Joanne grew up in Florida, Tim in New London. They met through mutual friends when she was a child studies major at Colby-Sawyer. He taught her to fly fish on Pleasant Lake; after graduating, she bought a house in Wilmot and taught preschool. In 1989, Tim moved to Montana to try his hand at guiding. She visited in February, when temps can dip to -40º, and got a taste of his new life in the 1920s homesteading cabin he had reclaimed from the packrats. There was no phone, no electricity, and running water only if the generator worked … which it didn’t. Still, she liked what she saw, and in September, she made the move, too.

“I met incredible people at Colby-Sawyer, like my dearest friend, Annie Ballin ’82, and I thought I’d stay in New London forever,” Joanne said. “But when Tim said maybe I should move out here, I thought about it for about two seconds, grabbed my dog and just drove.”

She taught in the one-room schoolhouse and adjusted to the isolation.
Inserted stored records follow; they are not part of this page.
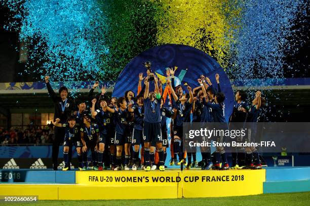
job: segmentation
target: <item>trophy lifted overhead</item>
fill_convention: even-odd
[[[147,61],[145,62],[144,62],[143,64],[142,64],[143,65],[144,65],[144,67],[145,67],[145,68],[146,68],[146,73],[147,74],[147,75],[148,75],[148,74],[149,74],[150,73],[152,72],[152,70],[150,68],[150,66],[151,65],[151,63],[150,63],[150,61]],[[153,81],[154,80],[154,77],[149,77],[148,78],[148,81]]]

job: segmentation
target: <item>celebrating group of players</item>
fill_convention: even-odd
[[[166,148],[169,145],[172,157],[170,165],[184,165],[186,169],[189,169],[197,165],[196,153],[186,152],[181,149],[183,123],[225,123],[225,96],[221,92],[218,74],[215,75],[217,90],[208,77],[202,75],[198,79],[199,86],[192,90],[187,86],[188,92],[184,93],[181,85],[175,86],[175,71],[170,68],[166,70],[164,91],[162,81],[150,70],[147,70],[147,76],[144,78],[140,73],[136,96],[133,91],[128,90],[124,97],[112,97],[109,99],[105,96],[105,88],[102,86],[101,93],[94,96],[94,89],[99,86],[99,82],[96,82],[90,91],[92,104],[89,110],[86,110],[85,101],[68,98],[68,90],[64,86],[59,89],[60,96],[58,96],[50,84],[49,77],[46,76],[47,87],[55,105],[52,122],[56,126],[52,151],[53,169],[57,168],[59,145],[62,140],[65,162],[63,170],[70,169],[73,144],[76,149],[80,170],[86,170],[88,167],[102,170],[106,166],[103,165],[107,160],[105,159],[108,158],[113,170],[129,170],[131,168],[136,170],[141,163],[142,169],[146,171],[156,169],[164,171]],[[150,91],[150,83],[152,82],[154,90]],[[238,91],[230,122],[257,122],[260,108],[265,102],[260,94],[259,91],[256,92],[252,106],[249,108],[245,101],[245,93]],[[167,120],[170,118],[172,121],[169,143]],[[232,153],[233,165],[230,168],[261,169],[258,152],[255,147],[238,149]],[[89,150],[92,161],[88,165]],[[210,148],[201,148],[201,151],[202,169],[230,169],[223,147],[217,147],[212,154]]]

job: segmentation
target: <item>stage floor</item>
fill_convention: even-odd
[[[2,170],[0,194],[35,195],[40,199],[129,199],[153,198],[154,194],[157,198],[176,198],[310,191],[310,167],[265,169],[173,168],[148,172]]]

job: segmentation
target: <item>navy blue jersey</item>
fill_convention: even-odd
[[[126,131],[129,129],[130,113],[127,109],[123,111],[120,108],[117,111],[114,110],[115,130],[118,134],[125,134]]]
[[[82,117],[85,114],[89,115],[89,111],[85,110],[82,113],[80,113],[80,112],[78,111],[76,114],[73,115],[75,118],[75,127],[78,128],[79,130],[80,130],[81,127],[83,125],[83,119]]]
[[[173,112],[166,107],[163,107],[161,109],[162,133],[167,131],[167,118],[171,118],[173,115]]]
[[[206,102],[205,98],[204,98],[203,102],[205,106],[212,110],[212,114],[214,122],[226,122],[226,120],[224,117],[224,110],[223,106],[218,104],[212,104],[209,101]]]
[[[55,121],[56,118],[59,118],[61,123],[65,123],[75,108],[74,99],[67,98],[63,101],[60,97],[55,93],[49,82],[46,83],[46,87],[55,105],[54,121]]]
[[[135,103],[132,107],[132,109],[134,110],[134,128],[138,130],[142,131],[143,130],[144,107],[140,107]]]
[[[253,105],[249,110],[247,122],[257,122],[259,117],[259,110],[256,110],[256,106]]]
[[[99,127],[97,124],[91,123],[90,127],[88,128],[85,125],[83,125],[80,129],[81,132],[84,134],[84,138],[85,141],[97,141],[97,133],[99,133]]]
[[[245,122],[247,118],[247,113],[240,111],[240,109],[243,108],[249,111],[249,106],[244,101],[241,101],[240,103],[235,102],[234,109],[232,109],[232,114],[229,119],[229,121],[231,122]]]
[[[182,126],[183,122],[190,122],[190,111],[192,104],[188,101],[184,102],[184,105],[178,100],[173,106],[174,109],[177,109],[177,116],[175,119],[175,125]]]
[[[192,122],[201,122],[201,104],[198,101],[196,101],[195,102],[195,107],[194,108],[194,111],[192,113]]]
[[[100,132],[104,134],[107,134],[108,131],[112,129],[111,126],[112,119],[112,114],[107,111],[104,112],[101,108],[96,110],[97,115],[96,119],[99,126]]]
[[[195,114],[198,117],[196,122],[213,122],[214,121],[212,115],[212,108],[205,106],[203,102],[195,102]],[[199,120],[198,122],[198,120]]]
[[[144,99],[144,122],[149,123],[161,122],[161,100],[155,99],[153,101],[147,97]]]
[[[69,126],[69,124],[62,124],[62,127],[65,128],[65,139],[72,140],[74,137],[79,137],[79,129],[76,126],[76,124],[74,126],[70,128]]]

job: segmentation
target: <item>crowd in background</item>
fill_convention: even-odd
[[[54,138],[52,126],[12,127],[9,130],[0,127],[2,145],[51,144]]]

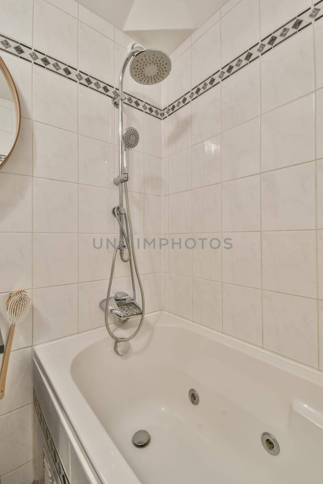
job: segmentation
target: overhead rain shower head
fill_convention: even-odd
[[[154,49],[145,49],[134,57],[129,70],[131,77],[140,84],[156,84],[170,72],[171,61],[167,54]]]
[[[139,133],[135,128],[127,128],[123,131],[123,139],[126,148],[132,150],[139,143]]]

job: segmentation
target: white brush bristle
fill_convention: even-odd
[[[8,304],[7,315],[11,324],[17,324],[23,321],[29,311],[31,299],[25,290],[13,294]]]

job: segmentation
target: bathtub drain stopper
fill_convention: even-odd
[[[196,390],[194,388],[191,388],[188,392],[188,398],[191,401],[191,403],[193,405],[198,405],[200,403],[200,397]]]
[[[267,451],[271,455],[278,455],[279,453],[279,445],[271,434],[264,432],[261,435],[261,443],[265,450]]]
[[[147,430],[138,430],[132,438],[135,447],[142,449],[146,447],[150,442],[150,436]]]

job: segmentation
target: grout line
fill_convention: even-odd
[[[260,4],[260,0],[258,1],[259,6],[259,33],[260,34],[261,32],[261,5]],[[261,56],[260,56],[259,59],[259,168],[260,171],[261,171],[261,125],[262,125],[262,116],[261,116]],[[261,185],[261,180],[262,176],[261,176],[259,177],[259,181],[260,184],[260,276],[261,276],[261,347],[263,349],[263,292],[262,290],[262,285],[263,285],[263,280],[262,280],[262,185]]]
[[[316,106],[316,48],[315,45],[315,24],[312,24],[312,28],[313,29],[313,59],[314,59],[314,86],[315,94],[314,98],[314,150],[315,159],[317,158],[317,107]],[[319,272],[319,232],[318,230],[318,187],[317,187],[317,161],[315,162],[315,227],[316,230],[316,297],[317,301],[317,362],[318,368],[320,368],[320,311],[319,303],[319,284],[320,283]]]
[[[20,408],[22,408],[22,407],[20,407]],[[13,411],[14,411],[14,410],[13,410]],[[32,420],[33,420],[33,415],[32,417],[33,417]],[[1,417],[0,417],[0,418]],[[8,476],[8,474],[11,474],[11,472],[15,472],[15,470],[17,470],[18,469],[21,469],[21,468],[24,467],[25,466],[27,466],[27,465],[28,464],[31,464],[31,463],[32,464],[33,464],[33,459],[32,460],[28,460],[28,461],[27,461],[27,462],[25,462],[24,464],[21,464],[21,466],[19,466],[18,467],[15,467],[14,469],[12,469],[12,470],[9,470],[9,472],[6,472],[5,474],[1,474],[1,477],[3,479],[4,477],[5,477],[6,476]],[[32,467],[33,467],[33,466]]]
Joanne cooking in her kitchen.

“It was all very romantic. You know, all my life I’ve been happy wherever I am, but I’m pretty attached to the Yaak,” Joanne said. “I love it here, with the mountains and the cold clear water. It’s home.”

She also loves cooking and caring for people. After Tim had guided for three years and could apply to become an outfitter, they struck out on their own and built their business, the two of them doing everything that needed to be done to beyond the point of exhaustion. These days, they’re based in a beautiful airy log home that’s higher than the rainbows that fill the valley after a storm. Three cabins accommodate guests, and a river house 75 minutes away welcomes larger groups. They have a small army of guides and an assistant in the office three days a week, but during the busy summer season, Joanne gardens and cooks her way through a blur of 17-hour days. She’s as known for what she cooks — like her popular brownies and Belizean chicken — as much as for how she cooks it all from scratch.

She sources as much local food as she can, from huckleberries for jam and goat milk ice cream to morels she hunts in the forest and the vegetables she gathers from her garden. Packing up the dinner that has taken all day to prepare at home to deliver to the party of eight at the river house,

Joanne is tired but still buzzing as she anticipates the reactions her food will elicit.

“The guides say the first half of the day, the guests talk about what they had for dinner and the second half they’re wondering what I’m making for that night,” she said. “It makes me feel good when it’s that important to them because it’s important to me. It’s so rewarding to be on the receiving end of everyone’s happiness.”

At 6 p.m., she’s putting the final touches on the meal. It’ll be after midnight before she’s home, where she’ll do it all over again the next day. It’s a labor of love, and she has no regrets.

“It’s been great,” she said, after Tim calls to check in from the road. “I’m so glad we’re living this life.”